The encyclopedia may or may not include back stories on some characters who were neglected for the sake of othes, such as Dean Thomas, whose story was sacrificed to make room for his Gryffindor classmate Neville, the Boy-Who-Almost-Was. "Dean Thomas has a much more interesting history than ever appeared in the books for me," Rowling said. "You just see glimpses of it. But to write it really would take us into prequel territory ... 'Star Wars' territory. And that's not really a place I'm planning to go."
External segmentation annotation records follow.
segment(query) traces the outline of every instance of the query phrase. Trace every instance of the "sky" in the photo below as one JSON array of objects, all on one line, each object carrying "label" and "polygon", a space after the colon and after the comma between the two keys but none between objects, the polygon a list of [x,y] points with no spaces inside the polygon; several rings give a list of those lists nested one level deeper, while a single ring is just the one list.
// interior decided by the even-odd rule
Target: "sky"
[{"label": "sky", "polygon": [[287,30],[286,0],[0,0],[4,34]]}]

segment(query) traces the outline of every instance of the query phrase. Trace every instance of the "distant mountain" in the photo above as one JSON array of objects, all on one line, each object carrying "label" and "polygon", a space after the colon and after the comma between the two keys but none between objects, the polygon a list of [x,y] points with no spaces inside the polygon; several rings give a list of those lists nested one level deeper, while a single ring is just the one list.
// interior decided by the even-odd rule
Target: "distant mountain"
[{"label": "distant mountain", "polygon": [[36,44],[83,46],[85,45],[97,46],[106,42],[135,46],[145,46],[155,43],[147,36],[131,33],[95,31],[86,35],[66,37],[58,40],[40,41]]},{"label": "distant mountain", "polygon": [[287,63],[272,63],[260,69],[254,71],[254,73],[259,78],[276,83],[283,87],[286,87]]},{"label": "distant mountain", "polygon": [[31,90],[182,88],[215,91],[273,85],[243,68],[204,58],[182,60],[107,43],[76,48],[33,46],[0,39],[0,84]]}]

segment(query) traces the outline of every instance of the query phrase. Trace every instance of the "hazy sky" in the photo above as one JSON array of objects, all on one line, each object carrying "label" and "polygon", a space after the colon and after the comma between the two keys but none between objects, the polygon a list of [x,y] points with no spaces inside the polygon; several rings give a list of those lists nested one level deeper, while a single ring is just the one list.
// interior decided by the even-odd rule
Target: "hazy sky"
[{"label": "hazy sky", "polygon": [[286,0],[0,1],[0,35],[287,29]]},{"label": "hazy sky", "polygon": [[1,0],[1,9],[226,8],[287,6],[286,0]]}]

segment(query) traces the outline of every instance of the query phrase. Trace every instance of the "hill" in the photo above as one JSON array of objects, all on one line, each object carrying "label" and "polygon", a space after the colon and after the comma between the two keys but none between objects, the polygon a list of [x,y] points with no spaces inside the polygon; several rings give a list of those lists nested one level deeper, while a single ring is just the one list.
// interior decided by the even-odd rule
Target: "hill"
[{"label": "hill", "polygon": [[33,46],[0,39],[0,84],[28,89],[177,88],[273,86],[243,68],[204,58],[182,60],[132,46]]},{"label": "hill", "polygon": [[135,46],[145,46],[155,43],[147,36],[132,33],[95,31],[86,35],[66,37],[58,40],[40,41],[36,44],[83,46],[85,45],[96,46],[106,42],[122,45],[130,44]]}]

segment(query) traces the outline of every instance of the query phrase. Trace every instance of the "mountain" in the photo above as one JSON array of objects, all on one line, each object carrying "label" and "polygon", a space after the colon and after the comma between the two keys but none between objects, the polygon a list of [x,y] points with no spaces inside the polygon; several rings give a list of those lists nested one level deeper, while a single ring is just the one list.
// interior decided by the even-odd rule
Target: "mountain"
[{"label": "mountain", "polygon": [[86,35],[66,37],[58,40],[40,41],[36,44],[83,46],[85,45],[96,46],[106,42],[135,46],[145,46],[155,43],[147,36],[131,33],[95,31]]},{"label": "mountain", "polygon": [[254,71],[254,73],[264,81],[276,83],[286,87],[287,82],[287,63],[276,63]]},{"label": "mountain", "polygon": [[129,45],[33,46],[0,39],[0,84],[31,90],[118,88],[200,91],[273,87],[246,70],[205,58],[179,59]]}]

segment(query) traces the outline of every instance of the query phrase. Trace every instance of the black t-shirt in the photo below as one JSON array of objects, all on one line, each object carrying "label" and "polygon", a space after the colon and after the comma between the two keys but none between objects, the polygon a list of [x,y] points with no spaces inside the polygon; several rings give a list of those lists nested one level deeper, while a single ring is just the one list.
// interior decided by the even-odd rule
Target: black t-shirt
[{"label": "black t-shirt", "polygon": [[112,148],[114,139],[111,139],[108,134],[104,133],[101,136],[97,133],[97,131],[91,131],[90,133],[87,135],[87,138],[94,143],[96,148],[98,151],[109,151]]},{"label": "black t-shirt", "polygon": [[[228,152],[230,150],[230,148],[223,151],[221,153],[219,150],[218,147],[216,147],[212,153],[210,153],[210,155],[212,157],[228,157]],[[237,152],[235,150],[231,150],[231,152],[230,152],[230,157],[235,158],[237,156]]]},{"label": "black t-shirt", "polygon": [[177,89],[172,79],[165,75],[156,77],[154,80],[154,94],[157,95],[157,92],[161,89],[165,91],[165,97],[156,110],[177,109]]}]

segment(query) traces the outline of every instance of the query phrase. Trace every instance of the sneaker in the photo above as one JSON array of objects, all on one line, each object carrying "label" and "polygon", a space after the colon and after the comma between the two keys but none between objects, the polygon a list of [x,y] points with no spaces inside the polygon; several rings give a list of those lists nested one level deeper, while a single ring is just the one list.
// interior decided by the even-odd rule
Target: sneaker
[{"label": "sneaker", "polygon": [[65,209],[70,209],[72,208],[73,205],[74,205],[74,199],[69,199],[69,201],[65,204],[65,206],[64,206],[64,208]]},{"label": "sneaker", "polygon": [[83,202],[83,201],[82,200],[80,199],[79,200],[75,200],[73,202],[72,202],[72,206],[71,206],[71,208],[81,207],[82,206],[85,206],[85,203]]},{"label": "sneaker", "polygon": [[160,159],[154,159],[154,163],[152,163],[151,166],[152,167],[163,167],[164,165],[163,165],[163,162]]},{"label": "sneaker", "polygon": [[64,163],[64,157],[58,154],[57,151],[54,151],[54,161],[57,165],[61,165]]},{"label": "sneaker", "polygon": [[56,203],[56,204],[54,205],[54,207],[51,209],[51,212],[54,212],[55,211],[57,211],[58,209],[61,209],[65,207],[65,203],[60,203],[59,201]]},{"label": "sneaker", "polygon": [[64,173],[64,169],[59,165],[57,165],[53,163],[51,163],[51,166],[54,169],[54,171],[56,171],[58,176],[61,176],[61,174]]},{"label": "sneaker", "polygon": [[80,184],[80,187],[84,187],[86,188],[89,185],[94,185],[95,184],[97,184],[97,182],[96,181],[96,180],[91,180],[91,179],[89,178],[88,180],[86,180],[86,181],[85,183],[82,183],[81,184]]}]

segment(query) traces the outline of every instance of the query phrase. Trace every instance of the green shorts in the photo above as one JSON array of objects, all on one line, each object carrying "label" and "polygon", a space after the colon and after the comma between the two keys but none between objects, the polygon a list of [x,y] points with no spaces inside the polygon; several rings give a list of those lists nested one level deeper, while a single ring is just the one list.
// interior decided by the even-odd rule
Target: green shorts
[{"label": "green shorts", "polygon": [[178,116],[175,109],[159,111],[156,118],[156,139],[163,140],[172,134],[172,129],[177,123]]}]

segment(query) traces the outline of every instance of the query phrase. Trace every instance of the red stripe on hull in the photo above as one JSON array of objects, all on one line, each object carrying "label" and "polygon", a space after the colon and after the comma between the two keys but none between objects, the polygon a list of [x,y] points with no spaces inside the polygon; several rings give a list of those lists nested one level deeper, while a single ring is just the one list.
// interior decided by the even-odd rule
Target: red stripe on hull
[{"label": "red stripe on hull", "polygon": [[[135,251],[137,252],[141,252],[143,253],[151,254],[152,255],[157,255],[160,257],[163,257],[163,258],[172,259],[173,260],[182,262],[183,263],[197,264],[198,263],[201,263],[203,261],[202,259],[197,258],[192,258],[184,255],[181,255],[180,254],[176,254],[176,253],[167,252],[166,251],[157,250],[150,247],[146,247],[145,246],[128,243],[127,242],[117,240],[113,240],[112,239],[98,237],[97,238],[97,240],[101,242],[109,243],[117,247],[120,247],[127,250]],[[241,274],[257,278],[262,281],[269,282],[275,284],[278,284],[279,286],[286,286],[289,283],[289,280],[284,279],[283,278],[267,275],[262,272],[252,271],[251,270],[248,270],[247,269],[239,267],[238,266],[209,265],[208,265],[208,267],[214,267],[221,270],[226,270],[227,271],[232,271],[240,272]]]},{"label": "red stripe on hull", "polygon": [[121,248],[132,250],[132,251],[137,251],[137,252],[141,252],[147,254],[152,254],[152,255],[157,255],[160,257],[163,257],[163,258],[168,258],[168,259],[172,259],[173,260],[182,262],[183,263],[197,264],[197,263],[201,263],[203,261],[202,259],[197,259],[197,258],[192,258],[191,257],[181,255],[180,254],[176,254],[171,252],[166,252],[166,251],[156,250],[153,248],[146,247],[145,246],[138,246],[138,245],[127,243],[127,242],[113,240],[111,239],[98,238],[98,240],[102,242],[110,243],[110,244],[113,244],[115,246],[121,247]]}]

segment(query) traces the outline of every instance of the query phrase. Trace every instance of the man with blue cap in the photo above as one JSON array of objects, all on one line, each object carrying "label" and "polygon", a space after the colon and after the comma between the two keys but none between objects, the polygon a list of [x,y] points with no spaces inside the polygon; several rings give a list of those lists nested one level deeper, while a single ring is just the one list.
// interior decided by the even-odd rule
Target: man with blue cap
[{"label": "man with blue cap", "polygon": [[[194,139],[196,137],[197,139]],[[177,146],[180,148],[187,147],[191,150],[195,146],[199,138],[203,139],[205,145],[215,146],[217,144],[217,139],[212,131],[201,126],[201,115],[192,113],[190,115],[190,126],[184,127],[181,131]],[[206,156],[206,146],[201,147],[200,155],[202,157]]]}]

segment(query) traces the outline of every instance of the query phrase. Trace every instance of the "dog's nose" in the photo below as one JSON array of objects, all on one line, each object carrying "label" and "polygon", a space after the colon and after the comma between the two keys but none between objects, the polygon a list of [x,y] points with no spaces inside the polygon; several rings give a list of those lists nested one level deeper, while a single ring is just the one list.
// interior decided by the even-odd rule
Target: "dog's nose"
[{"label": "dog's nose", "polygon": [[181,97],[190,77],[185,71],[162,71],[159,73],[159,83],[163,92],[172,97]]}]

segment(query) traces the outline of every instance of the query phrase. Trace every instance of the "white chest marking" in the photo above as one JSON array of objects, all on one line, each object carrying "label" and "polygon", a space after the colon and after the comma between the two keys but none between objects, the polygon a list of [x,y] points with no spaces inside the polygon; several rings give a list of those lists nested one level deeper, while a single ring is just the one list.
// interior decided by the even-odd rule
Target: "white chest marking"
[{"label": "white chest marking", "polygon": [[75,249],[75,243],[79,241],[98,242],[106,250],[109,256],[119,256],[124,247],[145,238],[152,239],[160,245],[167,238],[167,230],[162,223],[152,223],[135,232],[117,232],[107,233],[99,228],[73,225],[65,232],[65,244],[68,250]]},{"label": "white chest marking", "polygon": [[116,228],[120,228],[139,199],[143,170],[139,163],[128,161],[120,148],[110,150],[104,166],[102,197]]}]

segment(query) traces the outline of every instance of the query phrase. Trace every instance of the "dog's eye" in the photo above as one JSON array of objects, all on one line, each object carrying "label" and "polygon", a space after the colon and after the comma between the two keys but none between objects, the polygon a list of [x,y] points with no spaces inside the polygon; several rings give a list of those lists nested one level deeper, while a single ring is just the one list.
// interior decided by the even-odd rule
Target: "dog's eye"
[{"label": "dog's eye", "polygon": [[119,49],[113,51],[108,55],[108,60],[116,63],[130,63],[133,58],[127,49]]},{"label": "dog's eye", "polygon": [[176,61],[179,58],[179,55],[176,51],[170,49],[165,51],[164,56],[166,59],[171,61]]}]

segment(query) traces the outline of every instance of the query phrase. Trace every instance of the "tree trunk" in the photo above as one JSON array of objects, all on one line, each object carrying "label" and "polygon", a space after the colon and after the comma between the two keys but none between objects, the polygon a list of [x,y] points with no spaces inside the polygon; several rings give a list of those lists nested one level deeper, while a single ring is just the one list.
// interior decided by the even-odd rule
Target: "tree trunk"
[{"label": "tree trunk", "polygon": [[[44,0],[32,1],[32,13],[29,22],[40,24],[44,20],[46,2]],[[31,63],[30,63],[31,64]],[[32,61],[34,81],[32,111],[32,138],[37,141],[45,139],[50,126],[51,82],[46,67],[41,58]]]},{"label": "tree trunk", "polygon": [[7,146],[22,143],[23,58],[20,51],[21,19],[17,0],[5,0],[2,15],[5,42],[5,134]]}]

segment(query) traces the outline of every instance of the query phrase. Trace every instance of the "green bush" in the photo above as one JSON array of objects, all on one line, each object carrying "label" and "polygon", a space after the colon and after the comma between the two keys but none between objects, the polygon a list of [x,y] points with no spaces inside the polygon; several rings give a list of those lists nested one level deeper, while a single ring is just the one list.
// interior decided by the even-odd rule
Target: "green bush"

While Rowling didn't answer every burning question fans had after reading "Deathly Hallows" — because, let's face it, there are more than a few loose ends — she did address some of the assumptions people had made based on her past hints, such as the character who was slated to die but got a reprieve. "Mr. Weasley, he was the person who got a reprieve," Rowling revealed. Everyone assumed that character was slated to die in "Deathly Hallows," but as it turns out, Rowling was referring to the overall arc of the story, not necessarily the last installment.
"Mr. Weasley was due to die in Book Five," Rowling said. "I swapped him for someone else, and I don't want to say who for the people who haven't read it. But I made a decision as I went into writing 'Phoenix' that I was going to reprieve Mr. Weasley and I was going to kill someone else. And if you finish the book, I expect you probably know it's someone else who is a father."
Saying goodbye to Harry, however, was the hardest thing to do. "Definitely the passage that I found hardest to write of all of them in all seven books and the one that made me cry the most is Chapter 34," Rowling said. She's not alone — her fans have been crying as Harry sets off into the forest to meet Voldemort as well (See "Harry Potter Pros Chime In On Series Finale: 'There's A Nice Bow' "). "And it's the part that when I finished writing, I didn't cry as I was writing, but when I finished writing, I had an enormous explosion of emotion and I cried and cried and cried." It's a climax that Rowling had planned for years, and had a rough sketch in her mind, but "to write the definitive version" finally made it real to her.
"I was hard to live with for about a week after I finished this book," Rowling said. "The end of 17 years' work. It's very much tied into things I've done in my life for 17 years that brought back a lot of memories. ... It forced me to look back at 17 years of my life and remember things. And it was very linked to my mother dying. ... I went through two serious bereavements. Breakup of a marriage, and then lots of happy memories, you know? ... I think it was that feeling more than any other that I wouldn't have that world to retreat into again that was painful.
"And then, after a week, suddenly I felt something different," she continued. "I woke up and felt actually quite lighthearted and thought, 'I can write whatever I like!' And the pressure's off. And it's not as though Harry's gone, because he'll always be in my life."